Obama announced that the U.S. will begin talks with the European Union on a trans-Atlantic trade agreement, as well as calling for increased spending to fix roads and bridges and the first increase in the minimum wage in six years. The president also challenged deeply divided lawmakers to find compromises to avoid massive, automatic spending cuts that are scheduled to take place March 1.

A government report showed that Americans spent slightly more last month at retail businesses and restaurants after higher taxes cut their paychecks. Retail sales growth slowed to 0.1 percent in January, from a 0.5 percent increase in December, the Commerce Department said Wednesday.

As stocks have advanced, bonds have slumped.
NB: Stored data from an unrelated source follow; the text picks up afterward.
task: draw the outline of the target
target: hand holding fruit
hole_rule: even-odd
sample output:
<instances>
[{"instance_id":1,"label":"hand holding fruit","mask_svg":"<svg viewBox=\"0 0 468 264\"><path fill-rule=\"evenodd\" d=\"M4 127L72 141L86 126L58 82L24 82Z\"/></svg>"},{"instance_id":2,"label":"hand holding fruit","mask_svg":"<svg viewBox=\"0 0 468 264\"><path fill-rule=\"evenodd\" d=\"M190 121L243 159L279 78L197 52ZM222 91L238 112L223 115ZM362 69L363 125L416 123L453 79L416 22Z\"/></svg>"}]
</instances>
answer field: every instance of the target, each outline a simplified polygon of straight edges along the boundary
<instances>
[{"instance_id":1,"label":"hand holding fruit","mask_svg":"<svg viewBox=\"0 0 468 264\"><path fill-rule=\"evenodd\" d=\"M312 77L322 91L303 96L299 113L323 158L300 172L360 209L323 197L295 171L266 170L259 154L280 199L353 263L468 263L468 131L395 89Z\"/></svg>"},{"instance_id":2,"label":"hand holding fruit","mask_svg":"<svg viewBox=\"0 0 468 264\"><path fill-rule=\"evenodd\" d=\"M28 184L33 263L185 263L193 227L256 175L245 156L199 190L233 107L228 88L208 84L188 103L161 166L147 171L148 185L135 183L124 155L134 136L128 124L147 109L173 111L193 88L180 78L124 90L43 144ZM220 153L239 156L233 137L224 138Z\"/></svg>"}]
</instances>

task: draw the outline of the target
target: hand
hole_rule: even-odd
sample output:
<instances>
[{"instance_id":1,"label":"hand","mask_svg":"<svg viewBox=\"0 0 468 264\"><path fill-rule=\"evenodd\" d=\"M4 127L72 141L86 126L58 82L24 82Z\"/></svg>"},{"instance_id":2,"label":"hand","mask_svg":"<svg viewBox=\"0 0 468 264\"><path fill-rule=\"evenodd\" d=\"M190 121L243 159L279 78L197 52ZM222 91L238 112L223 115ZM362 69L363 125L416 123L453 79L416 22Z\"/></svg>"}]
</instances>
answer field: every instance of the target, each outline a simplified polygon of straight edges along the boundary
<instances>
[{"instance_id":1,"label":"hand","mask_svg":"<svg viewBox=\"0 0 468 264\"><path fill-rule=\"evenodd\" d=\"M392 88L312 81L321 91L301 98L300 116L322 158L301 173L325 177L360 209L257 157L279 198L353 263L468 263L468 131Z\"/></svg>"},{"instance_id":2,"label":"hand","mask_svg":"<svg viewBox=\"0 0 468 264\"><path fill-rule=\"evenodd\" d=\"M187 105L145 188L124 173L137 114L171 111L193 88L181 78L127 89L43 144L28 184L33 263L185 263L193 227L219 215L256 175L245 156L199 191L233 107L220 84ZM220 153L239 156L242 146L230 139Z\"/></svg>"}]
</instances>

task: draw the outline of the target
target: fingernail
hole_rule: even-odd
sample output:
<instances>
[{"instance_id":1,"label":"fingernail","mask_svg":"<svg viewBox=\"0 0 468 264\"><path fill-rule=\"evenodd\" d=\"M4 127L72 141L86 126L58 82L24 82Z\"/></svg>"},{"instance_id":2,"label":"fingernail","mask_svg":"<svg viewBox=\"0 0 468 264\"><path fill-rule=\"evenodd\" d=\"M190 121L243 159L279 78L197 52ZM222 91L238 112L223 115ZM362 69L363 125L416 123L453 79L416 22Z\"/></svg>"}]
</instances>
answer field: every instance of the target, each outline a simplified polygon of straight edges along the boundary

The yield on the 10-year Treasury note, which moves inversely to its price, rose 2 basis points to 2 percent. The yield on the note has risen almost 30 basis points since the start of the year.

Among other stocks making big moves:

— Groupon rose 28 cents to $5.57 after brokerage firm Sterne, Agee & Leach, raised its rating on the company to "Buy" from "Neutral," citing the long-term potential for the company's changing business model. The online deals company has lost almost three quarters of its value since going public in November 2011 at $20, as revenue growth has slowed.

— Cliffs Natural Resources fell $6.80, or 19 percent, to $29.79 after the mining company announced a hefty fourth-quarter loss that stemmed from $2 billion in impairment charges.

— Dean Foods, a milk producer, fell $1.63 to $16.75, after announcing a profit outlook that fell short of Wall Street expectations.